Colombia es un país donde las aceleradas reformas neoliberales de los 90 acabaron casi todas las políticas sociales. Excepto en regiones o ciudades que por cortos períodos y solo durante la vigencia de los mismos tuvieron unas políticas sociales de cobertura general. Las dos políticas de mayor alcance que subsisten son las de comedores comunitarios, que dan comida a las personas más vulnerables, tales como niños, ancianos e indigentes y las de vivienda.
Estas últimas ofrecen subsidios de vivienda para los sectores bajos y medios de la población, pero el dinero se transfiere directamente a las constructoras. Es innegable que ello ha logrado que en Colombia, durante varias décadas, se haya mantenido una participación importante de la construcción en el PIB, que genera además trabajo.
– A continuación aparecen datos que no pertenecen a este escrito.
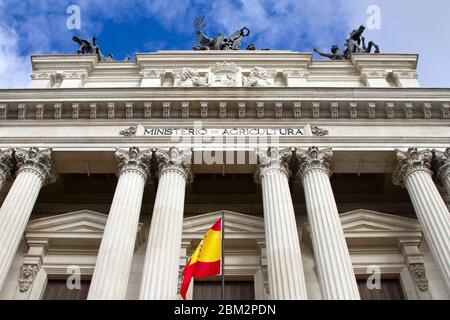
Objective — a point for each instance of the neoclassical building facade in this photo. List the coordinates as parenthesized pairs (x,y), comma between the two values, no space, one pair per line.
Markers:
(333,177)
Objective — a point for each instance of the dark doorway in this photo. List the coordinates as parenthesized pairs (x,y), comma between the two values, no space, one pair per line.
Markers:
(391,289)
(234,290)
(57,290)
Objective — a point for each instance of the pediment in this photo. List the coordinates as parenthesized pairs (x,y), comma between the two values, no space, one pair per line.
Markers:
(367,220)
(234,223)
(77,221)
(72,228)
(366,228)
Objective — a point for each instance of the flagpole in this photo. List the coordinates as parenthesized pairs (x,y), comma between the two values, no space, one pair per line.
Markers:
(223,255)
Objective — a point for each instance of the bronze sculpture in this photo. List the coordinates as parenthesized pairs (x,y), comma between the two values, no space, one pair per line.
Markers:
(219,42)
(354,44)
(336,53)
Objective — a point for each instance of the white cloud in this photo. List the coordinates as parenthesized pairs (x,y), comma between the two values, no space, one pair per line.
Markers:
(407,27)
(14,68)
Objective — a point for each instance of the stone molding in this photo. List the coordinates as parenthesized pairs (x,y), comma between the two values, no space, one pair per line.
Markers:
(6,164)
(273,159)
(134,160)
(151,73)
(128,132)
(405,74)
(36,161)
(441,164)
(174,160)
(418,273)
(313,159)
(28,273)
(409,162)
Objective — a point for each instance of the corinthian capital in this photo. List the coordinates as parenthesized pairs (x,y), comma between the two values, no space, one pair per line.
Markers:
(314,159)
(6,165)
(409,162)
(36,161)
(441,164)
(174,160)
(134,160)
(273,159)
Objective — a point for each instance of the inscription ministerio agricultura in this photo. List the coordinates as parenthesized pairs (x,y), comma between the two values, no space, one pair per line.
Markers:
(152,131)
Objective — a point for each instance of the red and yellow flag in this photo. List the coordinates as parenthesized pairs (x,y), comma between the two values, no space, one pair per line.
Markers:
(206,259)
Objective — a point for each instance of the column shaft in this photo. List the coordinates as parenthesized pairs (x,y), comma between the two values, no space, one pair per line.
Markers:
(334,265)
(285,268)
(162,258)
(433,217)
(113,266)
(160,274)
(14,215)
(112,269)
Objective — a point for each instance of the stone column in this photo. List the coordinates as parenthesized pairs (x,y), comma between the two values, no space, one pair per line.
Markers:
(6,165)
(441,167)
(34,167)
(334,266)
(412,171)
(160,272)
(284,260)
(112,269)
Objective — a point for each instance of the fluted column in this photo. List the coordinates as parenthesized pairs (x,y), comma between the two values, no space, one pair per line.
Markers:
(34,167)
(412,170)
(160,273)
(334,266)
(441,167)
(112,269)
(6,165)
(284,260)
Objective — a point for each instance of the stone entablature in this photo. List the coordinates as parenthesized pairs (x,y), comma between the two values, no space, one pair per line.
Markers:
(224,69)
(220,102)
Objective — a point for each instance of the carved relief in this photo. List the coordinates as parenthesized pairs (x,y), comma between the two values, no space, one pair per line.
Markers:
(135,160)
(313,159)
(43,76)
(441,165)
(409,162)
(37,161)
(318,132)
(174,159)
(296,73)
(128,132)
(225,74)
(151,74)
(273,159)
(405,74)
(258,77)
(191,78)
(6,164)
(28,273)
(265,274)
(3,111)
(417,271)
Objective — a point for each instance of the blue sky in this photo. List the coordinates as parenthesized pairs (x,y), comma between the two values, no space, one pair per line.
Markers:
(126,27)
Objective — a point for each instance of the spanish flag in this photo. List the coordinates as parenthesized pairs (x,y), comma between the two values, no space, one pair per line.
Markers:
(206,259)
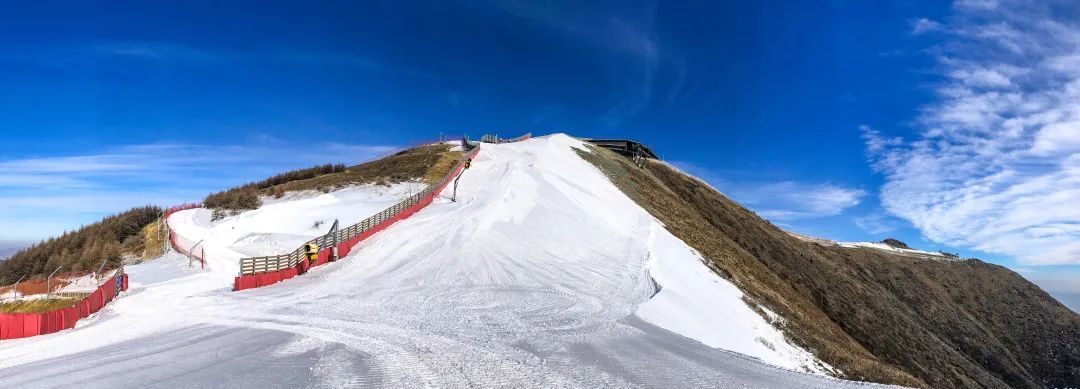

Pero, como Colombia es un país dividido jurídicamente por estratos (Segregado por ley en 6 estratos socio-económicos, en donde 1 es el más pobre y 6 el mas rico), esto contribuye a la perpetuación de la desigualdad, ya que las viviendas para los más pobres se construyen en los lugares más alejados y con menor cobertura de servicios y transportes, mientras las de los sectores medios están ubicadas en lugares más accesibles.
Muchos de los recursos, de las personas pobres que acceden a estas viviendas terminan en los bancos, a quienes hipotecan las viviendas para poder pagar las cuotas de amortización, lo que incluso originó una crisis económica de grandes magnitudes en los años 90. Esta política sí ayudó con el crecimiento económico, pero no distribuyó ingresos, por lo menos no de arriba abajo, sino al contrario: quitando ingresos a los más pobres para darlos a los bancos, y generó una burbuja hipotecaria que ha logrado que los precios de la vivienda en Colombia sean absurdos, logrando que un apartamento de estrato 5 en el Chicó, una de las zonas ricas de Bogotá, cueste lo mismo que uno similar en Manhattan.